- Hours worked in UK retail fell by 4.2% in the third quarter, retail jobs shrunk by 3%.
- It’s the steepest decline since the monitor began in 2008.
- ‘A technological revolution in retail’ and government policy driving the decline.
LONDON — British retail employment suffered a record decline in the third quarter of 2017.
Hours worked in UK retail fell by 4.2% compared with the same quarter a year ago, according to the British Retail Consortium (BRC). The decline is an acceleration from a 3.3% fall in the second quarter and the steepest fall since the BRC began measuring employment in 2008.
The total number of retail jobs decreased by 3% — another record. Full-time jobs falling at a faster rate than part-time.
Helen Dickinson, CEO of the BRC, said in a statement: “The pace of job reductions in the retail industry is gathering steam.
“Behind this shrinking of the workforce is both a technological revolution in retail, which is reducing demand for labour, and Government policy, which is driving up the cost of employment. With both supply and demand pushing in the same direction, it’s little surprise that we’re seeing fewer people working in the industry.”
High Street chains are struggling to cope with the rise of online rivals such as Amazon, ASOS, and Boohoo, who are squeezing margins thanks to their lower overheads.
A senior executive at a well-known British retailer told Business Insider: “When you’re a big league retailer, you’re spending all your time keeping the shops open and keeping stock on the shelves. Then you have new players opening up all the time and taking slices of your business. Individually it’s not a big problem but they add up.”
Richard Hyman, an independent retail analyst, told Business Insider: “Tech is changing the economic shape of the industry for ever.

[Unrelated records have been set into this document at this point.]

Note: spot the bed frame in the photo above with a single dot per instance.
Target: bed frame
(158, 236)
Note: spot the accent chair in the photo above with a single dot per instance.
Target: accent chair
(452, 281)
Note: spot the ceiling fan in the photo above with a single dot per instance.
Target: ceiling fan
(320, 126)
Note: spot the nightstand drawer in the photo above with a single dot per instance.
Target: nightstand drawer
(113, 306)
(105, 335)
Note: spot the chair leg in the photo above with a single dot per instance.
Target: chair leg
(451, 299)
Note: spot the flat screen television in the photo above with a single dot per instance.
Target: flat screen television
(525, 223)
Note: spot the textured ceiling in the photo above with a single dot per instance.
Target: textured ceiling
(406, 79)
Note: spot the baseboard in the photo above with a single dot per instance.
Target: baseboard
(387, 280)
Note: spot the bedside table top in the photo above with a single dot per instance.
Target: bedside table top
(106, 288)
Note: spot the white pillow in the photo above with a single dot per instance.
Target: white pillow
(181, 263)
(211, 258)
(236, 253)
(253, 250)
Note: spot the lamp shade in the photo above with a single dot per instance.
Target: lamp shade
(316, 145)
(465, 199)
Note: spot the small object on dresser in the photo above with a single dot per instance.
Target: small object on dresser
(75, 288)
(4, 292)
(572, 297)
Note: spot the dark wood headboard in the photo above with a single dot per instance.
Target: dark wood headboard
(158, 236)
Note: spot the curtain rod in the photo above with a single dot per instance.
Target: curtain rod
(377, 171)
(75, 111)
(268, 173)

Retail is becoming a gradually less profitable industry.
“Tech helps to strip people out of the equation and it is no surprise to see rising job losses across the industry. This poses a massive challenge to retailers. Added value in retail is delivered through people and however much their PR departments might dress it otherwise, we are seeing a progressive diminution of customer service across the sector.”
While things aren’t as bad in the UK, retailers are reducing their store footprints and cutting down on staff to cope with shifting consumer shopping habits.
However, it’s not all doom and gloom. Store numbers increased by 2.4% in the third quarter as more smaller convenience stores were opened. 50% of BRC respondents also said they plan to increase hiring in the fourth quarter to cope with the Christmas quarter, traditionally the busiest time in retail.